No período 1909-1916, além do filme histórico-literário e da linha cômica podemos apontar o divismo e a tendência realista. Assim como Cabiria instalou a tradição do super-espetáculo cinematográfico, o divismo italiano precedeu e provocou o estrelismo hollywoodiano. Entre as grandes divas podemos citar os nomes de Francesca Bertini, Lyda Borelli, Maria Jacobini, Lina Cavalieri, Hesperia, Pina Menichelli, Rina de Liguoro Italia Almirante Manzini etc. e, para serví-las, apareceram novos diretores como por exemplo: o roteirista Baldassare Negroni (História de um Pierrot / Histoire d´un Pierrot / 1913 com Francesa Bertini) e os atores Emilio Ghione (Esposa na Morte / Sposa nella morte / 1915 com Lina Cavalieri), Gustavo Serena (Assunta Spina ou Sangue Napolitano / Assunta Spina / 1915 com Francesca Bertini) e Febo Mari. Outra diva, mas do teatro, Eleonora Duse, que estava ausente dos palcos há sete anos, aceitou o convite da Ambrosio Film para atuar em Cinzas / Cenere / 1916 ao lado de Febo e dirigida por ele. Os dois escreveram o roteiro e a grande atriz dramática esperava que esta experiência lhe abrisse uma nova carreira no cinema, porém ficou desapontada tanto com a produção quanto com sua interpretação. Já Perdidos nas Trevas / Sperdutti nel Buio / 1914 e Teresa Raquin / Thérèse Raquin / 1915, realizados pelo jornalista, poeta, autor e produtor teatral Nino Martoglio, representam a corrente realista, geralmente ignorada de uma produção paralela à dos filmes colossais e grandiloquentes e que mais tarde inspiraria o neorealismo.

Eleonora Duse 

Outro gênero, chamado commedia brillante (alta comédia), revelou Lucio D´Ambra, roteirista que se tornou diretor, cuja obra mais estimada parece ter sido a opereta Echec ao Rei ou Cheque Ao Rei! / Il Re, le Torri, gli Alfieri / 1916. As comédias silenciosas de D´Ambra suscitaram comparações com os filmes de seu contemporâneo alemão Ernst Lubitsch e ele foi cognominado “o Goldoni do Cinema Italiano”.

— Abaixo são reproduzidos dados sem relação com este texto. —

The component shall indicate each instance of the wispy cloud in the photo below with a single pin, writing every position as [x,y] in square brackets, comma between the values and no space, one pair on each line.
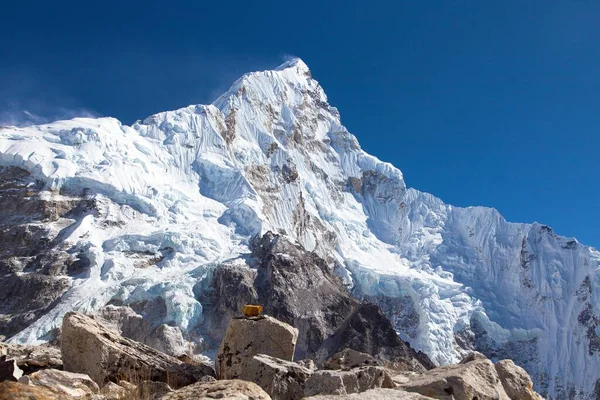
[26,99]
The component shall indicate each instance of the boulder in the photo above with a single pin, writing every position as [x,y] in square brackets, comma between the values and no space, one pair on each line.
[308,364]
[472,357]
[32,358]
[339,382]
[368,330]
[373,394]
[282,380]
[349,358]
[474,379]
[516,381]
[9,370]
[112,391]
[140,327]
[90,348]
[247,337]
[225,389]
[151,390]
[63,382]
[19,391]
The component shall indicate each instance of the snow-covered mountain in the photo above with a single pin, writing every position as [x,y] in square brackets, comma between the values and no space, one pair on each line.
[127,214]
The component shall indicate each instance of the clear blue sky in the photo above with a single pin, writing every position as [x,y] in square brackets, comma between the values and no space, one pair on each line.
[490,103]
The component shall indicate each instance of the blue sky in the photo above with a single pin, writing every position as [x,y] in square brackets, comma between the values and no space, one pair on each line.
[478,102]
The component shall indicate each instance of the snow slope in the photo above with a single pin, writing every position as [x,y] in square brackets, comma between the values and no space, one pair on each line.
[195,184]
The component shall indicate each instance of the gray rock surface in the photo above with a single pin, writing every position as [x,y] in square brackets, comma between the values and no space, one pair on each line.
[282,380]
[247,337]
[165,338]
[19,391]
[67,383]
[299,288]
[34,265]
[112,391]
[368,330]
[151,390]
[474,379]
[356,380]
[32,358]
[349,358]
[373,394]
[103,354]
[224,389]
[516,381]
[9,370]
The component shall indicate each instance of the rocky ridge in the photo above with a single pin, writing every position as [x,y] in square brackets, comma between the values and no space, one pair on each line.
[95,213]
[99,364]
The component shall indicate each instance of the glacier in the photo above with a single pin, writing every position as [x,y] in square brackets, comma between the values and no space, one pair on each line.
[181,192]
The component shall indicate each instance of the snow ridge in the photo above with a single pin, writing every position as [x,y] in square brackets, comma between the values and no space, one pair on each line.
[196,184]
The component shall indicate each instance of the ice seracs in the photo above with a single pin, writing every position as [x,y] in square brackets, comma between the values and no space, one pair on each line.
[181,192]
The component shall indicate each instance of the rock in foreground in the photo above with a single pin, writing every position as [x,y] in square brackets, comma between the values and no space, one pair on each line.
[373,394]
[20,391]
[355,380]
[473,380]
[516,381]
[247,337]
[88,347]
[225,389]
[283,380]
[66,383]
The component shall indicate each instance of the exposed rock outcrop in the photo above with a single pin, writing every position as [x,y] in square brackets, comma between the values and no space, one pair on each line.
[9,370]
[516,381]
[349,358]
[298,287]
[19,391]
[247,337]
[89,347]
[34,264]
[373,394]
[66,383]
[225,389]
[367,330]
[475,379]
[31,358]
[283,380]
[355,380]
[112,391]
[165,338]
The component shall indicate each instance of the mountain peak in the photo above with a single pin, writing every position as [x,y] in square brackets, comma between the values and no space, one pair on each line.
[294,63]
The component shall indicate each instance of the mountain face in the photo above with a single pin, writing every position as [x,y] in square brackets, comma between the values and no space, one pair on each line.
[93,212]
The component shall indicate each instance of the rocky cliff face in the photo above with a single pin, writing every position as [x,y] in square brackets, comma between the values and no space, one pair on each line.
[98,212]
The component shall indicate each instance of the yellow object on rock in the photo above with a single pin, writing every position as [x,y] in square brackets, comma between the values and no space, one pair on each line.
[251,310]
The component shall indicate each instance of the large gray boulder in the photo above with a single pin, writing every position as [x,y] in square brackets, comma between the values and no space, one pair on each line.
[356,380]
[225,389]
[474,379]
[19,391]
[516,381]
[247,337]
[283,380]
[63,382]
[9,370]
[89,347]
[32,358]
[373,394]
[142,326]
[349,358]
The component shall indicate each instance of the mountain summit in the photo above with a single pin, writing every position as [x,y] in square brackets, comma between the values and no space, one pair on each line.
[94,212]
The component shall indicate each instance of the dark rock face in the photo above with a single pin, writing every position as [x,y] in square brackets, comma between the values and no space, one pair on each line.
[33,265]
[299,288]
[367,330]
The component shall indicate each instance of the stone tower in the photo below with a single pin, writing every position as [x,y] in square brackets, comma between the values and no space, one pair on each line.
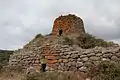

Il Re, le Torri, gli Alfieri

Entre os diretores que fizeram sua estréia antes do ínicio da Primeira Guerra Mundial ainda estavam Gennaro Righelli (vários filmes estrelados por Maria Mauro, sua esposa na época), Carmine Gallone (O Beijo de Cyrano / Il Bacio di Cirano / 1913, A Mulher Nua / La Donna Nuda / 1914) e Augusto Genina (La Moglie di sua eccelenza / 1913, A Palavra que Mata / La Parola qui uccide / 1914) cujas carreiras prosseguiriam com vigor no cinema sonoro. Outro ator, Mario Bonnard, parceiro das divas mais famosas, progrediria para a direção um pouco mais tarde,.

Nos primeiros tempos do cinema as empresas francesas, italianas e dinamarquesas dominavam o mercado internacional sem que existisse uma colisão frontal de interesses. Foi exatamente o oposto que ocorreu com a importação massiva de filmes americanos que tomaram o velho mundo de assalto a partir dos anos 1916-1917. Apesar desta nova situação, o cinema italiano tentou continuar como antes. Em 1916 Guazzoni filmou São Sebastião, O Mártir ou Fabiola / Fabiola, drama edificante da Roma Cristã; Caserini, um Ressureição / Resurrezione, baseado no romance de Tolstoi; Negroni, A Princesa de Bagdad / La Principessa di Bagdad, e Febo Mari, após o realismo de Cenere, rodou um ambicioso Attilla – Flagellum Dei / Attila, flagello di Dio seguido por Judas em 1917. Ainda neste ano, a Tespi Film de Roma, recentemente fundada por Eugenio Sacerdotti, produziu A Vida de São Francisco de Assis / Frate Sole, a vida de São Francisco de Assis em quatro episódios, dirigida por Mario Corsi e Ugo Falena.

Porém o cinema americano havia conquistado o mercado mundial, que pretendia manter.